Trogluddite / loombreaker

Tools for building Topic-Specific Web Indexes (CS-480 Capstone)
MIT License
0 stars 0 forks source link

add new discord commands to manage crawling/querying semantics #58

Open Trogluddite opened 5 months ago

Trogluddite commented 5 months ago

stub out new discord commands. The discord bot should allow these commands to run, but should just echo back "ok" or something; they don't need to do real work yet.

The idea here is to develop a user-flow (UX) for the crawler, querier, and markov selection process.

Crawling the web and building bayesian networks will be batch tasks. We want the discord bot to issue commands to trigger those processes, and wait for 'done' responses, which will be returned to Discord.

'searching' the Bayesian network is really going to be generating candidate texts, comparing them to a target, and choosing the best-match from the candidates as a result.
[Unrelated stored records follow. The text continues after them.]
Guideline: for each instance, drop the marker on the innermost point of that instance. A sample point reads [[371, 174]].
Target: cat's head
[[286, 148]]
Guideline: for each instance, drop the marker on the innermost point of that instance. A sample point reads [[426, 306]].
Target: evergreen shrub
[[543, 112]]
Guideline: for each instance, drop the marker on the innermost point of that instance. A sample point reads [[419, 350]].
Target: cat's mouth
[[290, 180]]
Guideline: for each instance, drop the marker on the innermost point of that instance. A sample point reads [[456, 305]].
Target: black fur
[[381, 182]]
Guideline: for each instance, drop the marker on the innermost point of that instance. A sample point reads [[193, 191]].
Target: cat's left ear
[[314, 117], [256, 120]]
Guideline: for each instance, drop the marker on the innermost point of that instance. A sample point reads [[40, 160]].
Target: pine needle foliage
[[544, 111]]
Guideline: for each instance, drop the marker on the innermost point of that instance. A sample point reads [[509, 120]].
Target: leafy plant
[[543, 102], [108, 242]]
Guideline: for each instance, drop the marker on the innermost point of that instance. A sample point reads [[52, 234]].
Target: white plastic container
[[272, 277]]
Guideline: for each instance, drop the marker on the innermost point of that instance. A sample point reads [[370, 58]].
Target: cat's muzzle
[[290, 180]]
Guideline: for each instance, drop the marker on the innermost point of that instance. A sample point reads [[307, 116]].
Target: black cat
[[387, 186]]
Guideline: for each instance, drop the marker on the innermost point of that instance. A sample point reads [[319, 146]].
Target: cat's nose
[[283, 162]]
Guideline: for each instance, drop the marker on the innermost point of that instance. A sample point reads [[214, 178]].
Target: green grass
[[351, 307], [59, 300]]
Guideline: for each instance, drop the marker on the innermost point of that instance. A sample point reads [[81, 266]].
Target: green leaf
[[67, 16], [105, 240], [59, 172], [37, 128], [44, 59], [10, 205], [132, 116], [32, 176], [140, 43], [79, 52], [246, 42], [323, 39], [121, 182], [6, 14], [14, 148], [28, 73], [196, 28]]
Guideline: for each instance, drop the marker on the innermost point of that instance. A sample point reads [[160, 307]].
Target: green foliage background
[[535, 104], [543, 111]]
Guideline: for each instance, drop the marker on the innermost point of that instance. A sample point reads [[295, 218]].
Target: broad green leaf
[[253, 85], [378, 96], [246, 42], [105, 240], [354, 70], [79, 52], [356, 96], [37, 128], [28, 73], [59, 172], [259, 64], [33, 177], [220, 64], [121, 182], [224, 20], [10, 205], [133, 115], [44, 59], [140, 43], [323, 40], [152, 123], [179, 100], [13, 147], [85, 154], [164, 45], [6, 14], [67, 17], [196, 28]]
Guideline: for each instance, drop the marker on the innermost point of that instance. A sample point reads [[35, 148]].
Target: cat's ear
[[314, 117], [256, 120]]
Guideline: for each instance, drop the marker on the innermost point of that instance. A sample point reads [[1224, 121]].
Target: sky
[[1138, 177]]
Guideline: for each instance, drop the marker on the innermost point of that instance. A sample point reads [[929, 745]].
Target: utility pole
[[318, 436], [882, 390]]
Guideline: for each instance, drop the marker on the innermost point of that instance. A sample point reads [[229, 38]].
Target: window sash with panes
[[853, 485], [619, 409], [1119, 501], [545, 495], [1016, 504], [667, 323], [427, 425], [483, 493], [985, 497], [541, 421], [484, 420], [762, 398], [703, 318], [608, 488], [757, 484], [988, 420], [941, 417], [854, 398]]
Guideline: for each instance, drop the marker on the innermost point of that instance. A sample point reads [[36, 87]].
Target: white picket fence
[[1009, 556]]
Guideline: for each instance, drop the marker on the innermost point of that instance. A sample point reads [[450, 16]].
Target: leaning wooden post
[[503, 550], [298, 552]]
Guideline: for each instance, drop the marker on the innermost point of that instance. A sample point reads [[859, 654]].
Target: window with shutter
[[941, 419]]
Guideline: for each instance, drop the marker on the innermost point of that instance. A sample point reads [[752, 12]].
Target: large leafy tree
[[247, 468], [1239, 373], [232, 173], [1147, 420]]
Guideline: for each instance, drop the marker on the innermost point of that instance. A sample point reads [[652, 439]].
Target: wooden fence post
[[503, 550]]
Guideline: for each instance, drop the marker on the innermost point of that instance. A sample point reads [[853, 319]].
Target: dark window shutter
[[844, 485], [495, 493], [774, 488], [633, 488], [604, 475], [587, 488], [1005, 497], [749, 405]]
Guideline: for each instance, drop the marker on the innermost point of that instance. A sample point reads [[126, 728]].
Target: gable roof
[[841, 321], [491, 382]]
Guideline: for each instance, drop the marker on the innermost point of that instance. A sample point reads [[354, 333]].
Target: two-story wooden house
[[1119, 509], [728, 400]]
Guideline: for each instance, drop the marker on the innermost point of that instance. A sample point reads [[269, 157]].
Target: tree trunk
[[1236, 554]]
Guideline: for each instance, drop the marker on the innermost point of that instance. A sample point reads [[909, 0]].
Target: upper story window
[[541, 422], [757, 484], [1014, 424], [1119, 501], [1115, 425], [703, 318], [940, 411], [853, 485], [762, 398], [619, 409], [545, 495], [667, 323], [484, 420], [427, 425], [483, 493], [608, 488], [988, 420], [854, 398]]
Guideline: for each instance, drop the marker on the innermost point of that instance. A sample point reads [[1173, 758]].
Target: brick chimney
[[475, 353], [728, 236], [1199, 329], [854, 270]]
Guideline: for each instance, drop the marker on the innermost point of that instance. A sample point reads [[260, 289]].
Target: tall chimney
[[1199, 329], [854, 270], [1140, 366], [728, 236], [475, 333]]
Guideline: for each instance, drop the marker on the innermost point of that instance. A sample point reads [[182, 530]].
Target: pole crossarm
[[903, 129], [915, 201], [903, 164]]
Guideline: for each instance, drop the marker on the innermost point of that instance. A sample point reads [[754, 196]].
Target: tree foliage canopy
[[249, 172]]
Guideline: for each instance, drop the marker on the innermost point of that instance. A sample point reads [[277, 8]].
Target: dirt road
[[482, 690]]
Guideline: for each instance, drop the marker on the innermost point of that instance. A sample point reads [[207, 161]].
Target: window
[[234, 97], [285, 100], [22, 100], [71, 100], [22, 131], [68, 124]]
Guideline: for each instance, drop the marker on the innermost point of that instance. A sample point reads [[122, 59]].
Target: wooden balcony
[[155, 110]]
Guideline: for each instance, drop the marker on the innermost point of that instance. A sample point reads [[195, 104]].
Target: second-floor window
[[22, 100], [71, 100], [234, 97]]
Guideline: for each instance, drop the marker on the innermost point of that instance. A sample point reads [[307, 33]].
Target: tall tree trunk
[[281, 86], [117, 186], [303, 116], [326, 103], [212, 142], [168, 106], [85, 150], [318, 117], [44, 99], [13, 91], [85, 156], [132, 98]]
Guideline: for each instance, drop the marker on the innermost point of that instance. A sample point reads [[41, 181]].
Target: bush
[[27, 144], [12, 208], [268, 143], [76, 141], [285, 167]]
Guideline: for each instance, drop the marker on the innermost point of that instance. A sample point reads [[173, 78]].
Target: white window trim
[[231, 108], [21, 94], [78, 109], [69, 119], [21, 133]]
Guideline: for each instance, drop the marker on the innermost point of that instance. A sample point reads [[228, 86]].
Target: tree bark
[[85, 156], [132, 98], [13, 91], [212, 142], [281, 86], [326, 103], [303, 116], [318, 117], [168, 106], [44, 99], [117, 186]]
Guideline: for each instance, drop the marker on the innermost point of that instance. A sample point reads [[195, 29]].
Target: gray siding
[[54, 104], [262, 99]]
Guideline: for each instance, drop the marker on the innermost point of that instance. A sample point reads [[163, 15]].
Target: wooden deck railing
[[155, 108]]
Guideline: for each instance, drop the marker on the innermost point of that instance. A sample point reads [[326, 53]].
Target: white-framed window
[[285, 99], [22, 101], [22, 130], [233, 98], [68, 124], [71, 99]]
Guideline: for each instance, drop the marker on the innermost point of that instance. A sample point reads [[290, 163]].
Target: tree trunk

I'm envisioning a workflow like this:

  1. user searches the bayesian network. /search command, with some 'target_text' and 'show_sources' bool. This, as far as the UX is concerned, operate the same as it currently does.
  2. User adjusts crawler initial parameters. 'add_seed' / 'remove_seed' / 'show_seeds' type commands.
  3. User triggers a fresh crawl. 'start_crawl'. Since this is an expensive (in terms of time) operation, we may want some controls around this; I don't know what that looks like yet.
  4. crawl notifies slack (perhaps on a status channel?) that it's complete.
  5. User adjusts query parameters. something like /query with filters and query_params values.
  6. User builds a new bayesian network instance, like /reload_from_query or the like
  7. we repeat from 1, continuously. Over time, we train the search engine to index texts that we like.
Trogluddite commented 5 months ago

some brainstorming from Discord -- we'll eventually need something like this in the API: crawler interface

read seeds 
remove seed 
add seed
start crawl
check crawl status

query interfaces

set query (set filters, query strings)
do query
build new MatrixMarkov instance (either add a new instance, or replace current)
list matrix markov instances (if we handle multiple concurrent networks)
delete matrix markov instances (if we handle multiples)